Übernahme in schwierigen Zeiten
Milei übernahm Argentinien in turbulenten Zeiten: Die Staatskasse war leer und ohne Devisenreserven, die Bevölkerung zu großen Teilen verarmt und die Inflationsrate lag zeitweise über 25 Prozent pro Monat. Gleichzeitig war der argentinische Staat geprägt von Korruption und Ineffizienz.
Wie viel von seinen Wahlkampfversprechen konnte er halten? "Die Performance der Regierung beurteile ich zwischen mangelhaft und ungenügend, aber in puncto Wahlkampfversprechen erreicht er vermutlich ein gut bis befriedigend", sagt Argentinien-Experte Peter Birle.
Radikale Sparmaßnahmen
So hat Milei beispielsweise die Anzahl der Ministerien halbiert und staatliche Subventionen, etwa für Gas und den öffentlichen Personennahverkehr, radikal gekürzt. Ebenso ist es Milei gelungen, korrupte Praktiken der Vorgängerregierungen aufzudecken – in Millionenhöhe.

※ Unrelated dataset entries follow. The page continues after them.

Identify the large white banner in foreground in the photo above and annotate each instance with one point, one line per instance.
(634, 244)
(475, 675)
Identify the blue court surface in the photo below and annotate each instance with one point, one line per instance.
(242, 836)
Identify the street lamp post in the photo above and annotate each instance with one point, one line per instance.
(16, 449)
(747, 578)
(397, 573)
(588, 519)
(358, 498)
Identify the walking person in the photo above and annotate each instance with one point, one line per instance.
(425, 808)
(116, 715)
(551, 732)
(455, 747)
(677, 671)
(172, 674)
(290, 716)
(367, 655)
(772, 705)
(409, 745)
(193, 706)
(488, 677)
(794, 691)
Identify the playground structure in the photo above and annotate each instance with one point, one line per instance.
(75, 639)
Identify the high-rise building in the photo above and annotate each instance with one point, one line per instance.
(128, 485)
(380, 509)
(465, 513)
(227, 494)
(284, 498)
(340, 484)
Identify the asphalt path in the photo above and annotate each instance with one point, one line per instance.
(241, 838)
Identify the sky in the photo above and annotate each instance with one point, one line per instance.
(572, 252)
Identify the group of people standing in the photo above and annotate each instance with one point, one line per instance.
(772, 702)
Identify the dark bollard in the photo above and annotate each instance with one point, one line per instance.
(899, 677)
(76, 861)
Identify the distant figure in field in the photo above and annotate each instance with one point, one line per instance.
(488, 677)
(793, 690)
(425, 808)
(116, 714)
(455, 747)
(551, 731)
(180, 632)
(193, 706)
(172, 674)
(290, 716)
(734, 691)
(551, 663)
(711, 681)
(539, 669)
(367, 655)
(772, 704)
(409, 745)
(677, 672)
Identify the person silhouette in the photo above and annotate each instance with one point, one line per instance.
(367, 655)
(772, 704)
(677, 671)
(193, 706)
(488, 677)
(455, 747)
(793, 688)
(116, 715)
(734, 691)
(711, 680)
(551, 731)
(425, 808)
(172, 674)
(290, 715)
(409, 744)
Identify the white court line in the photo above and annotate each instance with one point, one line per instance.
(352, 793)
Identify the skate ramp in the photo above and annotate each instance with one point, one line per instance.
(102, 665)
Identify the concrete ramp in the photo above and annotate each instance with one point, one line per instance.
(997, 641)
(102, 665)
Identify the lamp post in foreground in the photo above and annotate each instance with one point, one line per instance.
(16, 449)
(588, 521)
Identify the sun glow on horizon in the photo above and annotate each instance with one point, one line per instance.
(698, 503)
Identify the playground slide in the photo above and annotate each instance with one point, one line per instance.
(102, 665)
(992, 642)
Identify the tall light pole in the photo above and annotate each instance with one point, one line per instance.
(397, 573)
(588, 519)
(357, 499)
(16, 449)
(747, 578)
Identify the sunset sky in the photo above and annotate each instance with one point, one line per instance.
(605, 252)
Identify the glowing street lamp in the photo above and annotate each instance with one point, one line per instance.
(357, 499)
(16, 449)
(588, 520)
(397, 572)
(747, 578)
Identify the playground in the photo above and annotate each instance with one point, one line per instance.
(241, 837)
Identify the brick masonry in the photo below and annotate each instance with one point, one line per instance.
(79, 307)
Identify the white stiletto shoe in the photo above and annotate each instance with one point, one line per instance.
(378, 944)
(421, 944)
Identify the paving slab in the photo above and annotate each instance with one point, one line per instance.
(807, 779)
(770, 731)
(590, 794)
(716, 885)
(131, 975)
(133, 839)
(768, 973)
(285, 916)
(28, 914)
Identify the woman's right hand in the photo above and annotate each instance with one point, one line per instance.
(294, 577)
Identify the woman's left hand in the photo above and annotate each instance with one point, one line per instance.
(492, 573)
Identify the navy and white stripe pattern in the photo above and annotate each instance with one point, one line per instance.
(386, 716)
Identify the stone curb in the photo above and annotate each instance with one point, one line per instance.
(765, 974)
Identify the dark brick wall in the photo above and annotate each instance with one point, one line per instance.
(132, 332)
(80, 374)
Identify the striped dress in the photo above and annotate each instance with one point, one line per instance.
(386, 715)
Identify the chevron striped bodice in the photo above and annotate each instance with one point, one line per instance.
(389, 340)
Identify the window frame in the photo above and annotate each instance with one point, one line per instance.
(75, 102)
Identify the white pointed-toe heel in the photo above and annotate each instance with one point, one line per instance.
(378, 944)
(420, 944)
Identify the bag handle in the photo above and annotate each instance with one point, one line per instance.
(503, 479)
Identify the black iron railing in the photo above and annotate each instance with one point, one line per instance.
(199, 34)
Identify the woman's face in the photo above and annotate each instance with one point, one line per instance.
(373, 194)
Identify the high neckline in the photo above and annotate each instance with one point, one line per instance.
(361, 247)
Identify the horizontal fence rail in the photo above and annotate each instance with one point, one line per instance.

"Die Wirtschaft ist das zentrale Wahlkampfthema und das Motiv dafür gewesen, dass er gewählt wurde", erinnert Birle. Die Ideen des konservativen Populisten würden aber noch deutlich weiter gehen.
"Er bezeichnet sich selbst als Anarchokapitalist und will einen massiven Staatsabbau, der über alles hinausgeht, was es in der Geschichte des Landes bisher gegeben hat", erklärt der Experte. Der Staat müsse aus Mileis Sicht nur für Sicherheit und Verteidigung sorgen, die Wirtschaft wolle er gänzlich dem Markt überlassen.
Land verarmt weiter
Wie erfolgreich Mileis Wirtschaftskurs mittelfristig sein wird, lässt sich aus Birles Sicht zum jetzigen Zeitpunkt noch nicht beurteilen. Zwar beginne die Inflation langsam zu sinken und der Staatshaushalt sei ausgeglichener – allerdings auf Kosten der sozialen Entwicklung.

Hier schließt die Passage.